At our old age we tend to lose control of ourselves quite often. I just learned myself how to stop me from getting out of control. Actually my clinical psychologist gave me the idea. I tried and it works every time!
I am sharing!
Defy Mind Aging.
A mind does not age, does it? If it does, it ages to perfection; like aged wine.
The cognitive function of the brain may appear to decline with age, but scientific evidence is forthcoming to demonstrate that aging brain can even work better with life experiences in an otherwise healthy individual. It’s the mind that always remains young. What is wisdom? How the oldest old get so wise? To many of us, wisdom is constructed of a few interrelated dimensions, such as self-knowledge, a thorough understanding of others, life skills and knowledge, and experience. Wise judgment is the ability to absorb, integrate and apply information to one’s life and seeing through the complexity of a situation and finding the right direction. A wise develops wisdom through reflection and integration of what they know and apply to create something more meaningful by engaging and synthesizing a new idea, entity giving a new significant identity.
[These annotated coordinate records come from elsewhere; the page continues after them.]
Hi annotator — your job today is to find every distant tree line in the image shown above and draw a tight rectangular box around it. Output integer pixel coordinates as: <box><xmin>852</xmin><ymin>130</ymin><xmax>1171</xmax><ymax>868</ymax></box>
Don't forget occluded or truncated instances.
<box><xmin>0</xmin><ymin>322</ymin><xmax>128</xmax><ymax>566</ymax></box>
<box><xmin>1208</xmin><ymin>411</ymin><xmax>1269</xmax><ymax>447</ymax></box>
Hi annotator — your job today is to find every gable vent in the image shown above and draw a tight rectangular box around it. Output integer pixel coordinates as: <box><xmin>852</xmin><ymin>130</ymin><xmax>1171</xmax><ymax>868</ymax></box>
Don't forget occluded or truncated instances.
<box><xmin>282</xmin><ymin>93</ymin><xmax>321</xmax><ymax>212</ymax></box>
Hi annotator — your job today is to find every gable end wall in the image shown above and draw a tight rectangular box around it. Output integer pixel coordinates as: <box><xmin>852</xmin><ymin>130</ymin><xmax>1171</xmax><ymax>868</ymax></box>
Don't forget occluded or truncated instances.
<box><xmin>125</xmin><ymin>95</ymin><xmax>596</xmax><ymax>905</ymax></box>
The aging mind is like Nature. Nature does not age either! It is the things in the Nature that may become old and then disappears to nowhere to complete the life-cycle. Nature has its cycle too, governed by the law of the universe and the Supreme power. A mind is like a flower in your garden of life. A human life has a mind, and it is aways young and beautiful. It can create and wait till the cycle ends and then joins the soul of the body. Leaves idea seeds around it. Some regrow there; some are swept away by the wind, nature’s friend. Sometimes humans move them for their purpose. No matter what, the mind grows through human bodies, and it is always young and beautiful.
Here is a story.
About six months ago, my wife and I went to a local art show where talented artists exhibit their talents in individual booths in an organized way. We noticed that one of the artists put a big canvas standing up on the ground having lots of paints and brushes around. It was open to everybody. Anyone could paint on it, anywhere, with any color they liked. We just stood there and watched. People are having fun on the canvas with brushes and colors. It was fun to watch. On the ground just beneath the painting where it stood up on a stand, there appeared some mud. A young boy about twelve-year-old stood there for a while and put his left hand down the ground, muddled his whole palm and put on the canvas. He kept doing it over and over and again on the same spot until it became a mud painted palm. It appeared to us that the boy was expressing a new idea of a change of the color of paint by putting a contrast with a mud-stained paint. The artist lady seating there encouraged the young mind to put mud shade on the canvas whatever way the boy wanted. We watched the show for a little while and moved on to the next. On our way back we stopped by that place where the canvas was still standing up. To our amazement, most of the palm mud impression drew by the kid on the art looked very different. It appeared as if a colorful skirt of a young girl was painted around, keeping a flat mud-stained palm on it. It looked stunning. It was beautiful. The owner of the canvas must be proud of her day’s outcome. She was packing up and about to leave. I could not resist asking the owner lady about it. She pointed out a man in a wheelchair nearby who redrew the painting. I was stunned. He was an ancient man and a young mind within that had changed it to a beautiful paint of a muddled hand on the waist of a young girl? His mind is still young and beautiful. I waved my hand towards him, and he nodded back. What a brilliant mind. We left.